The separation of the layers, foreground and background, is strengthened by using different print techniques for each. Drypoint, cine colle and masked monoprint for the background aad woodcut for the foreground.
I developed the approach for the subjects in Route 2, and the lightbulb moment came about by trying to make this initial idea work.
In this case the use of the layered technique was to emphasize the feeling of dislocation someone with anxiety disorder feels.
I thumbnailed a number of ideas for the news/background layer.
The background images were chosen because they had at some point made an impression on me.
The thumbnails were worked up into larger sketches and the child’s doll with the fixed toothy grin was bought from a charity shop and sketched at different angles to work with the background news pictures.
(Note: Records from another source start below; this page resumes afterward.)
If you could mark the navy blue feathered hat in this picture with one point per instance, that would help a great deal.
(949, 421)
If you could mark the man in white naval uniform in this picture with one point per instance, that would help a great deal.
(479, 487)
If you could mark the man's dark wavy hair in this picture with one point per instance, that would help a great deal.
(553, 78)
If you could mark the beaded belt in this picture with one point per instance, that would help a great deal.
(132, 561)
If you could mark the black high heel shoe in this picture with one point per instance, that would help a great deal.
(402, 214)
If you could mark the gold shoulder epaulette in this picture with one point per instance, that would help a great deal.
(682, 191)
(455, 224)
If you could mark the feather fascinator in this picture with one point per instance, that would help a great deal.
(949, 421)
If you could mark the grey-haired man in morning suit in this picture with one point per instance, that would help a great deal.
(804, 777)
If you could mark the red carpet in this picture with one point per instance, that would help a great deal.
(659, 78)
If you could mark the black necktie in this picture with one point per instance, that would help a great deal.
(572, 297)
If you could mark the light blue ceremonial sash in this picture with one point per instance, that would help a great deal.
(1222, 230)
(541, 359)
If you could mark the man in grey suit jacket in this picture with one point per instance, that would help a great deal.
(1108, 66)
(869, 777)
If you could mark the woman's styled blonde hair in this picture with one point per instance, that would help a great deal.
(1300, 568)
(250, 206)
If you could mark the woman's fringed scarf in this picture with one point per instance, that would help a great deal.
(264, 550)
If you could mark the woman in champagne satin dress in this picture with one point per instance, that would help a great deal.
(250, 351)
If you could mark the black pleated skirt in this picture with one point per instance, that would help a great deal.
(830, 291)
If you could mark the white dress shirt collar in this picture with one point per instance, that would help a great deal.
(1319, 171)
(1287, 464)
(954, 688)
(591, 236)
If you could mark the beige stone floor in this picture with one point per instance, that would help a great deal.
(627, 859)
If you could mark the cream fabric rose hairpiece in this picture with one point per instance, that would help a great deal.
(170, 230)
I mocked-up reference images to actual size in Photoshop and used these to create masks and to transfer the images to the perspex drypoint plates and plywood blocks.
Engraving, cutting and printing
The continuing Palestinian/Israeli conflict is an intractable situation with deeply complicated politics and history. Images from the Friday days of rage are powerful representations of the situation. This was the ‘news’ subject for Print 1.
I had several drawings of the doll so knew the composition of the image that I needed and I created various mock-ups in Photoshop to check how the image would work before engraving the image into the perspex plate.
The printing was done in an 8-hour session in Kew Print Studio.
I wanted to achieve quite a layered tonal image and experimented with multiple layers using masks and monotype to create the background.
I tried combining monoprint and drypoint on the same plate in order to get the easiest/best registration between the drypoint outline and monoprint fill.
There was a lot of wastage with this print. I discarded 4 x prints, either because I’d made masking mistakes or because the pressure on the press was wrong.
The day before I worked up the ‘news’ image for the second print, the Saudi air force bombed a school bus in the Yemen, killing 40 children.
This became the subject for print 2.
I didn’t think the cross hatching on Print 1 worked and watched a couple of youtube videos about the engraving technique. This led me to look at the work of Albrecht Durer. I studied The Holy Family closely.
I tried to reproduce the wall that is behind the seated Madonna in the mid ground of Print 2 using the same engraved marks. This was a lesson for me in how to carefully choose different types of mark to represent different textures and tonal values, and how to use them consistently. Random doesn’t work well in drypoint for the kind of image I wanted to make!
The printing was done in a single 4-hour session in Kew Print Studio. For this print I drew on lessons from 5.2 Investigating combination printmaking and incorporating chine collé collages and used chine colle to help distinguish between the different layers.
I tried and failed to run the woodcut through the press in the single session, so the final woodcut layer was added at home.
The ‘news’ image for this print came from a current news item where a far right white supremacist rally was held in Washington. For me the fact that this happened in such a brasen way (albeit with a huge counter rally), is an indicator that politics in the US and more general in Europe is becoming more and more polarised. There seems to be an increasing failure of liberal democracy to address the needs and concerns of whole sections of society that feel left behind or ignored by the traditional mainstream policies/ parties.
The woodcut took about 4-hours to complete.
Print 3 and Print 4 were both done in a single 4-hour session in Kew Print Studio.
I wanted to add an additional parameter fence element to the woodcut layer to give the impression of looking through a fence at a desolate landscape (in this case Raqqa in Syria), completely destroyed during the battle to remove ISIS from their last major stronghold in the country.
The fence is a metaphor for the barrier that we unconsciously erect between ourselves and the subjects we watch on out smart devices; a kind of desensitised, indifferent voyeurism.